Friendly or predatory?

China has firmly established itself as the international lender of last resort. Data from the AidData research institute at the College of William and Mary show that from 2000 to 2021, China provided 240 billion USD of emergency rescue financing to debtor countries—of which 185 billion USD was extended since 2016. In total, that’s still less than what the International Monetary Fund has doled out, but China’s share is growing fast. And that pace is likely to accelerate as the number of countries facing economic distress climbs. The generous interpretation is that China is taking on more responsibilities as a major power. The more cynical take points to risks of an opaque rival system of governance.

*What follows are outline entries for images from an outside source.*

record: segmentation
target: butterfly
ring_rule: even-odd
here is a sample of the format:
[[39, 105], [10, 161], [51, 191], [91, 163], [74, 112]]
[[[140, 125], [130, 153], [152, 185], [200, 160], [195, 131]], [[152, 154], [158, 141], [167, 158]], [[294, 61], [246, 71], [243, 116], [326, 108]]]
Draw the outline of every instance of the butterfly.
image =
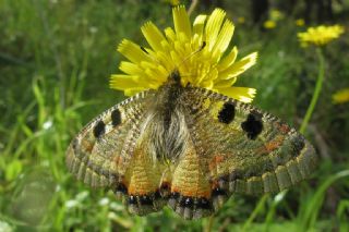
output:
[[89, 122], [67, 151], [69, 170], [111, 188], [131, 213], [169, 206], [184, 219], [216, 212], [234, 193], [276, 193], [306, 179], [313, 146], [255, 107], [181, 85], [178, 70]]

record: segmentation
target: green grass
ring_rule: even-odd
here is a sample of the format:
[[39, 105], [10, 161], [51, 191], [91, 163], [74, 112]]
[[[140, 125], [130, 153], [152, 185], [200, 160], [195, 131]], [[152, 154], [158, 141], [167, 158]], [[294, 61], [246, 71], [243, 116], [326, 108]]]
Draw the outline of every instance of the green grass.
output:
[[[170, 209], [130, 216], [107, 190], [74, 180], [64, 164], [70, 139], [93, 117], [123, 99], [108, 88], [127, 37], [144, 45], [140, 26], [171, 25], [166, 3], [0, 0], [0, 231], [202, 231]], [[227, 4], [228, 5], [228, 4]], [[229, 17], [246, 13], [227, 7]], [[208, 12], [207, 12], [208, 13]], [[345, 22], [345, 21], [344, 21]], [[340, 22], [338, 22], [340, 23]], [[342, 23], [342, 22], [341, 22]], [[348, 26], [348, 24], [347, 24]], [[238, 85], [257, 88], [254, 105], [299, 127], [316, 82], [313, 49], [297, 41], [292, 19], [261, 32], [237, 25], [240, 54], [260, 51]], [[330, 96], [349, 86], [348, 34], [325, 49], [326, 76], [305, 132], [320, 154], [310, 181], [278, 195], [234, 195], [213, 231], [348, 231], [349, 111]]]

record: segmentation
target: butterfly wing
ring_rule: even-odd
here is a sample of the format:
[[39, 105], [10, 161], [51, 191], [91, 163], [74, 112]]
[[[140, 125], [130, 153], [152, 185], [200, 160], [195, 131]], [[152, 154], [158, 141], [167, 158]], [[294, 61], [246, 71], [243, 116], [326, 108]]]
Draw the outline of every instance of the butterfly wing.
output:
[[68, 169], [92, 186], [109, 186], [130, 212], [145, 215], [163, 208], [157, 192], [163, 166], [154, 166], [144, 121], [154, 91], [144, 91], [108, 109], [72, 141]]
[[210, 215], [232, 193], [282, 191], [314, 169], [311, 144], [251, 105], [202, 88], [186, 88], [182, 105], [190, 138], [169, 205], [184, 218]]

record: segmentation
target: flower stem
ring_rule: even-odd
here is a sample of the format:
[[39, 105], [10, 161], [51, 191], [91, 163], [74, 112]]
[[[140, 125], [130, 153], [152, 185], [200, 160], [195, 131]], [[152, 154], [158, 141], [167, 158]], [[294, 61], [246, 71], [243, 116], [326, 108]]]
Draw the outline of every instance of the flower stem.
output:
[[305, 117], [302, 121], [302, 124], [301, 124], [301, 127], [300, 127], [300, 132], [301, 133], [304, 133], [306, 126], [308, 126], [308, 123], [314, 112], [314, 109], [315, 109], [315, 106], [316, 106], [316, 102], [318, 100], [318, 96], [320, 96], [320, 93], [321, 93], [321, 89], [323, 87], [323, 82], [324, 82], [324, 77], [325, 77], [325, 58], [323, 56], [323, 52], [321, 50], [321, 48], [316, 48], [316, 54], [317, 54], [317, 58], [318, 58], [318, 75], [317, 75], [317, 80], [316, 80], [316, 85], [315, 85], [315, 89], [314, 89], [314, 93], [313, 93], [313, 97], [312, 97], [312, 100], [308, 107], [308, 110], [306, 110], [306, 113], [305, 113]]

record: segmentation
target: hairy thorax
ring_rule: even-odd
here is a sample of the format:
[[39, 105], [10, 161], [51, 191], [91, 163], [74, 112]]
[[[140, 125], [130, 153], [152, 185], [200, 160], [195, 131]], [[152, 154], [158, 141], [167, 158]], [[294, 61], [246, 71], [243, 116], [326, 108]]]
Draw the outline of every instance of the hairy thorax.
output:
[[[141, 126], [154, 161], [176, 163], [185, 150], [189, 132], [185, 123], [185, 106], [180, 80], [170, 76], [154, 96], [152, 108]], [[145, 138], [145, 137], [144, 137]]]

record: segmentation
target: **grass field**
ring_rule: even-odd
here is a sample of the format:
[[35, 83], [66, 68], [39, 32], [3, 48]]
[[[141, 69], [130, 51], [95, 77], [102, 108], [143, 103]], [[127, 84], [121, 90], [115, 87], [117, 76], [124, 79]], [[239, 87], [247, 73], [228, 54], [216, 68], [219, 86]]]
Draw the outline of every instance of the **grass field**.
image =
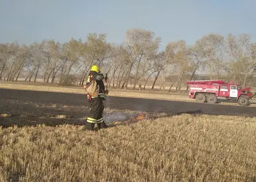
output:
[[[13, 89], [30, 90], [39, 90], [47, 92], [58, 92], [66, 93], [76, 93], [85, 94], [86, 91], [81, 87], [64, 87], [51, 85], [42, 85], [42, 84], [25, 84], [24, 82], [8, 83], [0, 82], [0, 89]], [[184, 90], [183, 90], [184, 92]], [[194, 100], [188, 98], [187, 93], [174, 93], [167, 91], [153, 91], [153, 90], [132, 90], [125, 89], [111, 89], [109, 92], [110, 96], [124, 97], [132, 98], [145, 98], [164, 100], [174, 100], [194, 102]], [[220, 105], [236, 105], [237, 103], [222, 102]], [[250, 106], [256, 106], [256, 105], [252, 105]]]
[[255, 118], [190, 114], [2, 129], [0, 181], [255, 181]]

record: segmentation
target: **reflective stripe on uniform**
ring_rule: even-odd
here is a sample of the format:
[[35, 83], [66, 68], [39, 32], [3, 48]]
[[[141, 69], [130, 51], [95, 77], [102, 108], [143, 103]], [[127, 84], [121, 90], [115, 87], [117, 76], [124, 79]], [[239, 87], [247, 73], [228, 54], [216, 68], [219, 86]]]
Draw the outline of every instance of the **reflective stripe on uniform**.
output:
[[103, 122], [103, 121], [104, 121], [103, 118], [103, 117], [102, 117], [102, 118], [100, 118], [100, 119], [97, 119], [97, 123], [101, 123], [101, 122]]
[[[90, 79], [92, 77], [92, 75], [90, 75], [90, 76], [88, 76], [87, 82], [90, 82], [90, 81], [91, 81]], [[92, 95], [90, 95], [90, 97], [92, 98], [95, 98], [95, 97], [92, 97]], [[103, 93], [98, 93], [98, 97], [103, 98], [105, 98], [105, 94]], [[89, 98], [89, 95], [87, 95], [87, 98]]]
[[87, 117], [87, 121], [89, 123], [93, 123], [93, 124], [97, 124], [97, 123], [102, 123], [104, 121], [103, 118], [102, 117], [99, 119], [96, 119], [92, 117]]
[[87, 117], [87, 121], [89, 123], [97, 123], [97, 119], [92, 117]]

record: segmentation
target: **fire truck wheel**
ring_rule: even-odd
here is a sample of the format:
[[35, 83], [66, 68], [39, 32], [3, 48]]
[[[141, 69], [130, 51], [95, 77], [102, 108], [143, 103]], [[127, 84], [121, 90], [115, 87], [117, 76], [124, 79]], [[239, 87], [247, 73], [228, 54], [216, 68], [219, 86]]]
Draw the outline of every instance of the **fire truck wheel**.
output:
[[203, 103], [206, 100], [206, 97], [202, 93], [199, 93], [196, 95], [196, 99], [198, 102]]
[[210, 94], [206, 96], [206, 101], [209, 103], [217, 103], [217, 97], [214, 94]]
[[249, 98], [246, 96], [240, 96], [238, 103], [241, 106], [248, 106], [249, 105]]

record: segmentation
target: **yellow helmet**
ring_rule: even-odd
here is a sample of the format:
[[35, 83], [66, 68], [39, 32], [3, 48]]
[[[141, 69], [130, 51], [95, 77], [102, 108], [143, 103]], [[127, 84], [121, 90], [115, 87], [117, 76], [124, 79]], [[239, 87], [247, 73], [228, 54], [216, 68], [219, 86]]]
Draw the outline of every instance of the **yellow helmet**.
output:
[[100, 71], [100, 69], [98, 69], [98, 66], [97, 65], [93, 65], [92, 68], [90, 68], [90, 71], [94, 71], [96, 73], [98, 73]]

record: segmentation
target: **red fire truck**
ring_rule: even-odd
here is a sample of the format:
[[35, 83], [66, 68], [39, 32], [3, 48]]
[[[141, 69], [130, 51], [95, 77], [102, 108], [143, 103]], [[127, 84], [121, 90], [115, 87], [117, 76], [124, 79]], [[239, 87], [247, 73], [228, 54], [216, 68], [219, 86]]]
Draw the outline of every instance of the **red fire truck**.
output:
[[189, 97], [199, 103], [215, 103], [218, 100], [232, 100], [239, 105], [248, 106], [252, 99], [251, 88], [242, 89], [238, 84], [223, 80], [187, 81]]

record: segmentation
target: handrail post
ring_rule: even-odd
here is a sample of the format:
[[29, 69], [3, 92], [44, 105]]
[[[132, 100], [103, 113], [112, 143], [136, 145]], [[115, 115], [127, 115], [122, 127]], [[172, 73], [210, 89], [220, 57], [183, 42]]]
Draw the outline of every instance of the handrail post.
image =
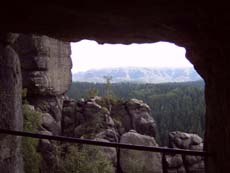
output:
[[184, 165], [184, 168], [185, 168], [185, 172], [186, 172], [186, 173], [190, 173], [188, 164], [187, 164], [187, 162], [186, 162], [185, 154], [181, 154], [181, 156], [182, 156], [182, 160], [183, 160], [183, 165]]
[[120, 148], [117, 147], [117, 170], [116, 173], [121, 173], [121, 168], [120, 168]]
[[168, 173], [168, 166], [167, 166], [165, 153], [162, 153], [162, 167], [163, 167], [163, 173]]

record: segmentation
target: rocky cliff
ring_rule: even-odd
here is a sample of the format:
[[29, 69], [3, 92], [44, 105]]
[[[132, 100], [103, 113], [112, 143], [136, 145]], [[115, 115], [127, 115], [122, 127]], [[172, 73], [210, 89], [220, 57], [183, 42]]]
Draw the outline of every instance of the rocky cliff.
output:
[[[150, 115], [149, 106], [142, 101], [131, 99], [108, 104], [101, 97], [74, 101], [64, 96], [71, 83], [69, 43], [23, 34], [1, 35], [0, 38], [0, 78], [4, 79], [0, 85], [1, 128], [22, 130], [21, 92], [26, 88], [29, 104], [40, 112], [38, 130], [41, 134], [158, 146], [154, 139], [156, 122]], [[175, 132], [170, 134], [170, 140], [170, 147], [174, 148], [200, 150], [203, 146], [202, 140], [192, 134]], [[20, 138], [2, 135], [0, 144], [1, 170], [23, 172]], [[59, 164], [59, 158], [54, 157], [59, 146], [57, 142], [40, 140], [41, 172], [52, 172]], [[66, 145], [61, 147], [61, 150], [69, 150]], [[117, 150], [101, 150], [115, 171]], [[184, 170], [180, 161], [179, 156], [167, 157], [168, 167], [174, 172]], [[134, 170], [162, 172], [158, 153], [122, 150], [118, 162], [124, 173]], [[191, 168], [203, 168], [202, 158], [187, 157], [186, 162]]]
[[[13, 48], [17, 34], [0, 34], [0, 128], [22, 130], [22, 76], [18, 53]], [[21, 173], [21, 138], [0, 135], [0, 170]]]
[[[40, 112], [40, 133], [61, 135], [63, 98], [71, 84], [70, 44], [47, 36], [20, 34], [13, 47], [21, 62], [26, 99]], [[55, 142], [41, 140], [39, 147], [41, 171], [46, 172], [52, 165]]]

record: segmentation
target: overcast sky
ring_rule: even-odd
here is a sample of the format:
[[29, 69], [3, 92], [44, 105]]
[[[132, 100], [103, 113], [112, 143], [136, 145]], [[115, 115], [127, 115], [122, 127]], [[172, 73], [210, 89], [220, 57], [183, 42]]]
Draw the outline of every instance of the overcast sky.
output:
[[72, 72], [109, 67], [192, 67], [185, 49], [172, 43], [103, 44], [82, 40], [71, 43]]

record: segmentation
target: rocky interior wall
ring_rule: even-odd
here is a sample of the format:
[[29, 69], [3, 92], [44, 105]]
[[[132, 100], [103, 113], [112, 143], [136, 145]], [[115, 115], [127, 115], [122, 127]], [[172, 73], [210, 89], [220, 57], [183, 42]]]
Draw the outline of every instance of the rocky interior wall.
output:
[[[17, 34], [0, 34], [0, 128], [22, 130], [22, 77], [18, 54], [12, 47]], [[0, 172], [21, 173], [21, 137], [0, 134]]]
[[[72, 81], [70, 43], [47, 36], [19, 34], [13, 47], [21, 62], [27, 102], [40, 112], [39, 133], [61, 135], [63, 94]], [[52, 172], [52, 165], [57, 164], [51, 159], [54, 147], [54, 141], [40, 140], [43, 173]]]

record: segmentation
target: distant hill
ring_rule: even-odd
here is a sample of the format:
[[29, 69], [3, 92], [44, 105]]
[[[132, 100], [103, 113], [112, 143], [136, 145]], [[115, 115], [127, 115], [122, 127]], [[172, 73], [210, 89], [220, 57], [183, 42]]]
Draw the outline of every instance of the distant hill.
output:
[[187, 82], [202, 78], [192, 67], [186, 68], [108, 68], [73, 74], [73, 81], [104, 83], [103, 76], [112, 76], [112, 82], [166, 83]]

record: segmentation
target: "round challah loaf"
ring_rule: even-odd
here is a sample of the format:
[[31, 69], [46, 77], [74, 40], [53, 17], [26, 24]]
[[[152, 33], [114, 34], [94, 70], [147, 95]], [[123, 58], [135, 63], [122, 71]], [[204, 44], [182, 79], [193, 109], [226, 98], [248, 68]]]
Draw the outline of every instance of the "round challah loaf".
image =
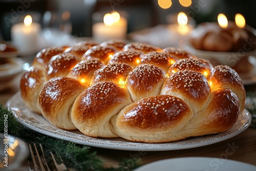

Summer is coming—along with energy security risks

Hot summer months pose energy risks for Europe. Industrial demand for natural gas may tick up, driving up prices. How much Chinese demand will rebound remains a significant wild card. Asian buyers may jump back into the spot market as prices have fallen, increasing competition. Then there’s weather conditions: Heat will mean more demand for cooling, while droughts could disrupt river transportation of oil and coal. And while US LNG exports offered a lifeline to Europe last year, projects are now facing delays amid rising interest rates, turmoil from the banking crisis, and supply chain shortages. In short: Europe’s energy security is still on fragile ground.